September 2, 2018
Back in Mark’s Gospel, we find Jesus confronted by scribes and Pharisees over his lack of practicing traditional purity rituals (laws).
The upsurge in identity politics we’re experiencing this summer feels a lot like the atmosphere of antagonism and the culture of suspicion in which Jesus and these capitol city elites squared off. Like many folks at this summer’s political rallies and Town Halls, the crowd hearing Jesus spar with the Pharisees and scribes, no matter their social class or religious leanings, knew they had a stake in the argument’s outcome.
Neither the scribes and Pharisees, nor Jesus’ disciples were able to get past this parable’s familiar details and grapple with its deeper truth. For those first hearers, the challenge was to come to grips with this truth: the Author of their Bible was writing a new story, in Jesus.
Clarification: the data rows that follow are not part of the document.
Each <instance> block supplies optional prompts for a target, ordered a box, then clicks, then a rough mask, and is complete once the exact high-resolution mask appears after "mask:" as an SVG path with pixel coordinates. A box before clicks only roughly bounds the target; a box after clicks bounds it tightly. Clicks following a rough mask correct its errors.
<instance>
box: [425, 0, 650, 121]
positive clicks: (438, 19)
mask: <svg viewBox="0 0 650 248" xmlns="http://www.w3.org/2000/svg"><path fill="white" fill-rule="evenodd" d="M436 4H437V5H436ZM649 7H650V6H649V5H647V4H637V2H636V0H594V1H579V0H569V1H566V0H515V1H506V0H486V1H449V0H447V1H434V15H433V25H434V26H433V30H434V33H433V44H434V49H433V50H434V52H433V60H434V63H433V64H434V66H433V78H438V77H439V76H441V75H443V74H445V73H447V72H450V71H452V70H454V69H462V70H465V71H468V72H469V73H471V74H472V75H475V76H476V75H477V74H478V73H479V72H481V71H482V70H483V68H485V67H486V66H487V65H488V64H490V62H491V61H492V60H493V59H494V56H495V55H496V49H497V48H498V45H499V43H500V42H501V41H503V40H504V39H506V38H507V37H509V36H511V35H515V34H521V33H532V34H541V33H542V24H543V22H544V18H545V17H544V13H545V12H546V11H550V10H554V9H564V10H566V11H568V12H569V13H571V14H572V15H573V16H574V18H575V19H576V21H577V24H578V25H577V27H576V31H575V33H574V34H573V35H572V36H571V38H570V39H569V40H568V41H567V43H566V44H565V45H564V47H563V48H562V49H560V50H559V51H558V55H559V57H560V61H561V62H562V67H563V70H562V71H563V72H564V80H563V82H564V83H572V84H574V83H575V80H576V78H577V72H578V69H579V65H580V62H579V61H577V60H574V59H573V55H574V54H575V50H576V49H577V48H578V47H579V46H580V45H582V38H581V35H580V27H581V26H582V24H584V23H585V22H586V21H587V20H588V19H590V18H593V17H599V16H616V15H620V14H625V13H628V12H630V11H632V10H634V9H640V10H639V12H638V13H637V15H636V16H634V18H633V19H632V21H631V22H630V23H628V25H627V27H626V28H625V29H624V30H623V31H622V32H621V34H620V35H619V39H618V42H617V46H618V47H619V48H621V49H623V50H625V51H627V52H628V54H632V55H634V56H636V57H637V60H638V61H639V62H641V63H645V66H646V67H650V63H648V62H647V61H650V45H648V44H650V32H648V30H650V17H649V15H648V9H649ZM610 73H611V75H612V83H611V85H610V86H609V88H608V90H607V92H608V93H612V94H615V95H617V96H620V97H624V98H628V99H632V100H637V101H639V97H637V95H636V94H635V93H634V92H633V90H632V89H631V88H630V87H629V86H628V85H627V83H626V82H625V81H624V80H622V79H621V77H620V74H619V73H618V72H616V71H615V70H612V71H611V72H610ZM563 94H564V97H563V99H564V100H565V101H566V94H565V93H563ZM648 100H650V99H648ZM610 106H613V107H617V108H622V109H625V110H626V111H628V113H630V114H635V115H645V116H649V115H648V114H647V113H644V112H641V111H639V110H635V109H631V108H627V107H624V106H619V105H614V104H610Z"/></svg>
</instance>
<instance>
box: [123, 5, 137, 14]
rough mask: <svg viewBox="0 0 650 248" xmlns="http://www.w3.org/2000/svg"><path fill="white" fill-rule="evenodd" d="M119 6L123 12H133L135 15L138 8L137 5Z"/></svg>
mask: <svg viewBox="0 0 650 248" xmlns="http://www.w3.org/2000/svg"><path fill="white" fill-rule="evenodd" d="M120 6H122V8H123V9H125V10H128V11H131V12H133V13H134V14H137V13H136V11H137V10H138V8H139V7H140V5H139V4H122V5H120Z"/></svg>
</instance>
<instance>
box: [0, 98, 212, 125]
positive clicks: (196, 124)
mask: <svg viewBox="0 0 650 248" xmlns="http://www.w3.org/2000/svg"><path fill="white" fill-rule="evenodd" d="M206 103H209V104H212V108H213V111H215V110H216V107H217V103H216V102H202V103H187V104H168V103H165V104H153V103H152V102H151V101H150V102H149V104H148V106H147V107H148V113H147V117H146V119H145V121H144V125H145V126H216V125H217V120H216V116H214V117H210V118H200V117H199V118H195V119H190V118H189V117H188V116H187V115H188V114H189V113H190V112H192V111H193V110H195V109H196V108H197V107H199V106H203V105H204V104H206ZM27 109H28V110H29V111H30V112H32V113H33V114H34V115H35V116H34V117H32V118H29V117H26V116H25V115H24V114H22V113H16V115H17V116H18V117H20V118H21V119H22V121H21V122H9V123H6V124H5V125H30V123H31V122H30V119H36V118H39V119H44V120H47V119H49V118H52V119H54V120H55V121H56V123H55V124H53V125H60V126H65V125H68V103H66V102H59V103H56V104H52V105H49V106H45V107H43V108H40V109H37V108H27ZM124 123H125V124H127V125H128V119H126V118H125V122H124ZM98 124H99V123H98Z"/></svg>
At our 9:30 A.M., Sunday worship, in prayer, Word, song, sermon and Meal, we encounter Jesus’ new identity politics where God is friend to every sinner, and Jesus brings to each one a new, clean heart. This, too, comes for us from outside. Outside the holy city, on a hill called Calvary, Jesus crossed into new territory. There, the outstretched arms of Jesus reveal the depths of God’s heartfelt love for each of us, for all of us. Three days later, the real Enemy was defeated once for all.